There is a 76.11% probability that the average time of two randomly-selected customers will take less than 3 minutes.

(c) The probability that the average time of 64 randomly-selected customers will take less than 2.8 minutes is

This is the pvalue of Z when $X = 2.8$

$s = \frac{\sigma}{\sqrt{64}} = \frac{0.6}{8} = 0.075$

$Z = \frac{X - \mu}{s}$

$Z = \frac{2.8 - 2.7}{0.075}$

$Z = 1.33$

$Z = 1.33$ has a pvalue of 0.9082.

There is a 90.82% probability that the average time of 64 randomly-selected customers will take less than 2.8 minute.

(d) The probability that the average time of 81 randomly-selected customers will take less than 2.8 minutes is.

$s = \frac{\sigma}{\sqrt{81}} = \frac{0.6}{9} = 0.067$

$Z = \frac{X - \mu}{s}$

$Z = \frac{2.8 - 2.7}{0.067}$

$Z = 1.49$

$Z = 1.49$ has a pvalue of 0.9319.

There is a 93.19% probability that the average time of 81 randomly-selected customers will take less than 2.8 minutes.

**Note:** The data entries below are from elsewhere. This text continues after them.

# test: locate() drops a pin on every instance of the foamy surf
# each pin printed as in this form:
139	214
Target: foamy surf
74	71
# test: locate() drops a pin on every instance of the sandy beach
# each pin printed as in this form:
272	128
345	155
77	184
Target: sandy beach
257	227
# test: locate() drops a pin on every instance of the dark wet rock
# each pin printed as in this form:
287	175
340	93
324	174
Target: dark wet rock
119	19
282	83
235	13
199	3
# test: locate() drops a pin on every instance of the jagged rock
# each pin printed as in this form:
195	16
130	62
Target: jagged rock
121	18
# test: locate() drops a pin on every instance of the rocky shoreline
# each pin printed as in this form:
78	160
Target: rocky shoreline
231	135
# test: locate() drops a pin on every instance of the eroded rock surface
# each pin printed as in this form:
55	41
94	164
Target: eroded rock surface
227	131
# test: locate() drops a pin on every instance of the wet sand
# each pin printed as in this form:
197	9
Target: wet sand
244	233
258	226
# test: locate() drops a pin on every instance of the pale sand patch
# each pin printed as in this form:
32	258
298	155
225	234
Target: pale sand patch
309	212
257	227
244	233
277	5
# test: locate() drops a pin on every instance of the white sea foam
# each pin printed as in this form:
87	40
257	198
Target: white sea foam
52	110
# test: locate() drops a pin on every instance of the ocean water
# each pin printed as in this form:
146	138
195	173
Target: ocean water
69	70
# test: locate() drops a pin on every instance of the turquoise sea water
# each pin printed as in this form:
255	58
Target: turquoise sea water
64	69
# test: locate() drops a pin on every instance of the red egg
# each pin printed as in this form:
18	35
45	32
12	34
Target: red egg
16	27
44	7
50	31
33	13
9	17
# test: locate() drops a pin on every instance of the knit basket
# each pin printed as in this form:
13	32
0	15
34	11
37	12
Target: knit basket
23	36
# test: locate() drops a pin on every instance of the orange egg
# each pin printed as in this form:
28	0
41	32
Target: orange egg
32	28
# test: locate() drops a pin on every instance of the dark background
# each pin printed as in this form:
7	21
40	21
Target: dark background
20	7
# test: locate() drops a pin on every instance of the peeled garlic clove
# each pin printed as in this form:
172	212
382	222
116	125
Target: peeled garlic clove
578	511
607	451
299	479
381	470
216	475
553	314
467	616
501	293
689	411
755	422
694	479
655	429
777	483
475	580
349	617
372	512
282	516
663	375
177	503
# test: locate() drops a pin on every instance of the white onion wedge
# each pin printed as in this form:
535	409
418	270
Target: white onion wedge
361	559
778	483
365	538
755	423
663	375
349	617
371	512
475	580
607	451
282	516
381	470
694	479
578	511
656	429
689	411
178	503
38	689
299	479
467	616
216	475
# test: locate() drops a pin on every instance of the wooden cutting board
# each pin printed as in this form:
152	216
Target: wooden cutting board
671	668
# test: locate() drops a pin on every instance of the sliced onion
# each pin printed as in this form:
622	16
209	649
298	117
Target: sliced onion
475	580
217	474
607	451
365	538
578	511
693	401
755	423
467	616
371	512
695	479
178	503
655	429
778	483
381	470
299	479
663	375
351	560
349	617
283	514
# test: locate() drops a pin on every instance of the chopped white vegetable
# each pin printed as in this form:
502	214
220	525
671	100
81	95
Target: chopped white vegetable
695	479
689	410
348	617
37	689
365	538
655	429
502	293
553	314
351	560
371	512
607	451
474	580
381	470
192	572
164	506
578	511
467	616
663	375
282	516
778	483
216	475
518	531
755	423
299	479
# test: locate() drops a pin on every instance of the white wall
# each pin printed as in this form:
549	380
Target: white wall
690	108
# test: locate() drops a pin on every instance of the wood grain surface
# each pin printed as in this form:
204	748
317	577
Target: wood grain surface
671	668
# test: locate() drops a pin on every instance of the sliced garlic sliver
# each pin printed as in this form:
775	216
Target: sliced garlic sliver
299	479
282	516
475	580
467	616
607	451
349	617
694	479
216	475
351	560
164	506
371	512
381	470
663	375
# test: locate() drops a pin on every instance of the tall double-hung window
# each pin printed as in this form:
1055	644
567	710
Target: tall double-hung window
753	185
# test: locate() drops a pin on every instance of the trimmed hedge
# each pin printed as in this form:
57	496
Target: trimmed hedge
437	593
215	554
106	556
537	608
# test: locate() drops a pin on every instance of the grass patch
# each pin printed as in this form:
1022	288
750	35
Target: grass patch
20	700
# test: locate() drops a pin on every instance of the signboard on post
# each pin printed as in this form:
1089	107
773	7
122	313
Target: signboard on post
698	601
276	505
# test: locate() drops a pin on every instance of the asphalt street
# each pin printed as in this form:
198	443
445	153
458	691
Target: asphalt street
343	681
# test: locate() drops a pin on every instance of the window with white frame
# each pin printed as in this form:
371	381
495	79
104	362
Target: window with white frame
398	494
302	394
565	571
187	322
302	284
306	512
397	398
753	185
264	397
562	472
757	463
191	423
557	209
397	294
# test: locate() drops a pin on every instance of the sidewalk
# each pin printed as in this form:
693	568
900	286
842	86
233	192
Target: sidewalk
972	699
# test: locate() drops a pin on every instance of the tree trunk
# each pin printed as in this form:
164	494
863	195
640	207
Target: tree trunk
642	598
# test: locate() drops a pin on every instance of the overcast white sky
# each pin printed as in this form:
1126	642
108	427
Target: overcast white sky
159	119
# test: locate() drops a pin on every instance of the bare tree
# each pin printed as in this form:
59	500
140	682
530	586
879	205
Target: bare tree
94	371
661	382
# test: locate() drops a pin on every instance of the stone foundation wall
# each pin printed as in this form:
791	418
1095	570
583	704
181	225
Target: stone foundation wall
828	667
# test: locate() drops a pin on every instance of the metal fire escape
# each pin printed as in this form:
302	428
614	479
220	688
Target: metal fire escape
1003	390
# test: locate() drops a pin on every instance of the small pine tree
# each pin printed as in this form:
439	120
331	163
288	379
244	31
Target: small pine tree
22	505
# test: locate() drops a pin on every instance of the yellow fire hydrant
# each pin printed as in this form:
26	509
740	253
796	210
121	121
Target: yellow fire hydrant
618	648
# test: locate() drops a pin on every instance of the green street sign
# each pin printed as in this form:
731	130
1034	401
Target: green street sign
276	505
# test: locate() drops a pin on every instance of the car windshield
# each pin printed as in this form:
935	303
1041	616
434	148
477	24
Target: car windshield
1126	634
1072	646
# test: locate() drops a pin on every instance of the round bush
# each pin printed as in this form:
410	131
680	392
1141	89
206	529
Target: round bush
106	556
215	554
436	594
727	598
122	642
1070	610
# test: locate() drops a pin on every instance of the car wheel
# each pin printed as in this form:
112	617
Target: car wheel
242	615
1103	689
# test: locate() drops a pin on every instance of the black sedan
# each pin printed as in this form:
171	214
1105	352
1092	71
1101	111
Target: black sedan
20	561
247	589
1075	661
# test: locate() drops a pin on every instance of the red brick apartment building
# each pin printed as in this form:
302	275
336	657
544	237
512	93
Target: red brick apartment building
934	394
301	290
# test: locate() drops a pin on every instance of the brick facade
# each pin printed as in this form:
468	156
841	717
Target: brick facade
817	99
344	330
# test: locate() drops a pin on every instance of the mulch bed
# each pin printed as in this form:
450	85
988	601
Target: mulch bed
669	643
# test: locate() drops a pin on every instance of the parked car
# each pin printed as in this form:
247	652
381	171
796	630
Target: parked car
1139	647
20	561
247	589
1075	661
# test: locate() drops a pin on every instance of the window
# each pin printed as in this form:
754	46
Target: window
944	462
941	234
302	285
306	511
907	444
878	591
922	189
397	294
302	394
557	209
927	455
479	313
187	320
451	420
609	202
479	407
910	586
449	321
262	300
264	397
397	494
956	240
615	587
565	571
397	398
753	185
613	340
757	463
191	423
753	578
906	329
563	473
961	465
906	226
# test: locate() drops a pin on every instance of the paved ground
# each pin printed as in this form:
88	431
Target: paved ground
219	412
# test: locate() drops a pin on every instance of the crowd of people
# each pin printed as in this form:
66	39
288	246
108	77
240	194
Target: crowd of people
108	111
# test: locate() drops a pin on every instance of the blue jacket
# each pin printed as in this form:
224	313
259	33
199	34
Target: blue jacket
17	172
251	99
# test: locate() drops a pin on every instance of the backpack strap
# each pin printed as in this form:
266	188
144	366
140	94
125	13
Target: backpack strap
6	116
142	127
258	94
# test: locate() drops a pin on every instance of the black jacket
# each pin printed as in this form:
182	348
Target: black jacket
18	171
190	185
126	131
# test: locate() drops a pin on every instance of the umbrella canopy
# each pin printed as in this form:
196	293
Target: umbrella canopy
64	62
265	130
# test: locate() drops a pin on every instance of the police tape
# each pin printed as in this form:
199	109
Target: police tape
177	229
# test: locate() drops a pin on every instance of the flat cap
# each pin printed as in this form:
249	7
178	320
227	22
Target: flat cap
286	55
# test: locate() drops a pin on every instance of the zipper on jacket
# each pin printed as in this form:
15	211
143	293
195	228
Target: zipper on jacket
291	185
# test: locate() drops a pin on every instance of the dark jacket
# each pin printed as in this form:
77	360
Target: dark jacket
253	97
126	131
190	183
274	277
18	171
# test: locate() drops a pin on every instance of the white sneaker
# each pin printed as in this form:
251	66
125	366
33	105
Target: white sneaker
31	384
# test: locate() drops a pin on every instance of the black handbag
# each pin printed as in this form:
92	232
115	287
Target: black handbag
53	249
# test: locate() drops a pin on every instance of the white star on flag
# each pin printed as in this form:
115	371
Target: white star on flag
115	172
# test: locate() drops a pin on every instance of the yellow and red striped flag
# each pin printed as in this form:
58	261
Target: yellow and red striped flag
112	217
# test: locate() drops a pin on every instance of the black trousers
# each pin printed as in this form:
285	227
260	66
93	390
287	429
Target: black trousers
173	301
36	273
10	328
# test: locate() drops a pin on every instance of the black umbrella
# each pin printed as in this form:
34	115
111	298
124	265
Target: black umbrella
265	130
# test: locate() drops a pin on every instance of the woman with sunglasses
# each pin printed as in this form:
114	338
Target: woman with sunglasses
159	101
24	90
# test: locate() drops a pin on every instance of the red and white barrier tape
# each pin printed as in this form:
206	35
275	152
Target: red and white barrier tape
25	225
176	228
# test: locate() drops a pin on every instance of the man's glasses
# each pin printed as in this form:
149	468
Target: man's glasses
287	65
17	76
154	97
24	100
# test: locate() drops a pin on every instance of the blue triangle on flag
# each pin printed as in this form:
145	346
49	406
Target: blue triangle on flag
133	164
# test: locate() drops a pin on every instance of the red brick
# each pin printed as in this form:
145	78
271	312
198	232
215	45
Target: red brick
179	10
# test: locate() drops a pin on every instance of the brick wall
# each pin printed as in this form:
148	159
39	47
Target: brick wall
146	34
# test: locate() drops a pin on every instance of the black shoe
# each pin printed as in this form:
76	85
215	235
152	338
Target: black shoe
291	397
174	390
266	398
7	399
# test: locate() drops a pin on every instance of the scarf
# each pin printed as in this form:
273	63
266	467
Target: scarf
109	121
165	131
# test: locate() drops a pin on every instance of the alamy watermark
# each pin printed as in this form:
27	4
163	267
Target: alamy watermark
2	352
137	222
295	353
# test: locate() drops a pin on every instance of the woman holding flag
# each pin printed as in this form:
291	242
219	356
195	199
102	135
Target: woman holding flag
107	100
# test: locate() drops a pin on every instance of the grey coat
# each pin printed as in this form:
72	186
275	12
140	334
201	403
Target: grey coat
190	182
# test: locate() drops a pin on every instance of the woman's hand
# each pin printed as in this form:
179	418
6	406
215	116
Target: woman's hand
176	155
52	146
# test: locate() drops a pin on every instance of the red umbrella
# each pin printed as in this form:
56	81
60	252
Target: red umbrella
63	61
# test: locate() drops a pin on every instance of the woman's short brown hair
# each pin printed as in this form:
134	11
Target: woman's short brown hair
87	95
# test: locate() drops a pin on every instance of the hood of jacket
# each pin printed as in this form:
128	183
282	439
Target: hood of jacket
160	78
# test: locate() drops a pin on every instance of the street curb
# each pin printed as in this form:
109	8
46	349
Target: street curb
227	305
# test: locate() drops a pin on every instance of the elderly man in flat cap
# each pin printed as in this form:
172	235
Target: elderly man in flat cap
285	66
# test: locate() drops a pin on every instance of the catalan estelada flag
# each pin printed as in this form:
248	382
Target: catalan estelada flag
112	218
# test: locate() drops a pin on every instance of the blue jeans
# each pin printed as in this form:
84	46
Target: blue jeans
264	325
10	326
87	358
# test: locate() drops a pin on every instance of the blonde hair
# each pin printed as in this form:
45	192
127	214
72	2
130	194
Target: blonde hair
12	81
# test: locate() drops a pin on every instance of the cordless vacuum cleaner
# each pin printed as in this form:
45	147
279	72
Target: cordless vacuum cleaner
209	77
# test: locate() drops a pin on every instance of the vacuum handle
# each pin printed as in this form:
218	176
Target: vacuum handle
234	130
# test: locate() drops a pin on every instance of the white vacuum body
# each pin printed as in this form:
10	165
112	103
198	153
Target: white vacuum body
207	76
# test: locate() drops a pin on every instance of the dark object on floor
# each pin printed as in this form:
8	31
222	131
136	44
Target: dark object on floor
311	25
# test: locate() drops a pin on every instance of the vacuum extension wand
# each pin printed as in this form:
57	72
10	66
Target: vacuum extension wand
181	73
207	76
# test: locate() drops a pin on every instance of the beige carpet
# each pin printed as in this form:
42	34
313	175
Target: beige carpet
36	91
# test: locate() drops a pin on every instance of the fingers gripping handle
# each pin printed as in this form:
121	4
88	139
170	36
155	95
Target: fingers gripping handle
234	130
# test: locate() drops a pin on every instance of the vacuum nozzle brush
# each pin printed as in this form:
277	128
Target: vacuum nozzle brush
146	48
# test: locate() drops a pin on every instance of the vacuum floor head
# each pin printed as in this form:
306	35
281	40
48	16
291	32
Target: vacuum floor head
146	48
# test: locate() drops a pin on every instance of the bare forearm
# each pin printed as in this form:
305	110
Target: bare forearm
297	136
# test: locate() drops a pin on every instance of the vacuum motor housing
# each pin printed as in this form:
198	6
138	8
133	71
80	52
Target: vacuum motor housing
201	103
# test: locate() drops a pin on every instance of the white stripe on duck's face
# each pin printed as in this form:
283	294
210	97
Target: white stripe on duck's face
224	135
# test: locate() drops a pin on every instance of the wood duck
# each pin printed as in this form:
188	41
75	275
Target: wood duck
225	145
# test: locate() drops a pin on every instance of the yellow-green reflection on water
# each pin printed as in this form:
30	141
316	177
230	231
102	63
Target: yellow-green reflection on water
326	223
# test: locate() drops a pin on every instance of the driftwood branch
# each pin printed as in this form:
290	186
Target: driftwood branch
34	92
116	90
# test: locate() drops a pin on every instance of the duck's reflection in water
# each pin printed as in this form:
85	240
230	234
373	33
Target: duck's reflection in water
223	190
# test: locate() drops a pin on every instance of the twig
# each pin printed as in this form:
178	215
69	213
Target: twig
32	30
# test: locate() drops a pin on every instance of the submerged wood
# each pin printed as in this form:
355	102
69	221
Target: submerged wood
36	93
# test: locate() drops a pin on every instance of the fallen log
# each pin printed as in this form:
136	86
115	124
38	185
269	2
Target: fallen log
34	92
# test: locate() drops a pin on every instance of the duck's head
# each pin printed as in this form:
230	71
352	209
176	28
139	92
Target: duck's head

(e) The probability that the average time of 225 randomly-selected customers will take less than 2.8 minutes is.

$s = \frac{\sigma}{\sqrt{225}} = \frac{0.6}{15}= 0.04$

$Z = \frac{X - \mu}{s}$

$Z = \frac{2.8 - 2.7}{0.04}$

$Z = 2.50$

$Z = 2.50$ has a pvalue of 0.9938.

There is a 99.38% probability that the average time of 225 randomly-selected customers will take less than 2.8 minutes.

(f) The probability that the average time of 400 randomly-selected customers will take less than 2.8 minutes is.

$s = \frac{\sigma}{\sqrt{400}} = \frac{0.6}{20}= 0.03$

$Z = \frac{X - \mu}{s}$

$Z = \frac{2.8 - 2.7}{0.03}$

$Z = 3.30$

$Z = 3.30$ has a pvalue of 0.9995.

There is a 99.95% probability that the average time of 400 randomly-selected customers will take less than 2.8 minutes.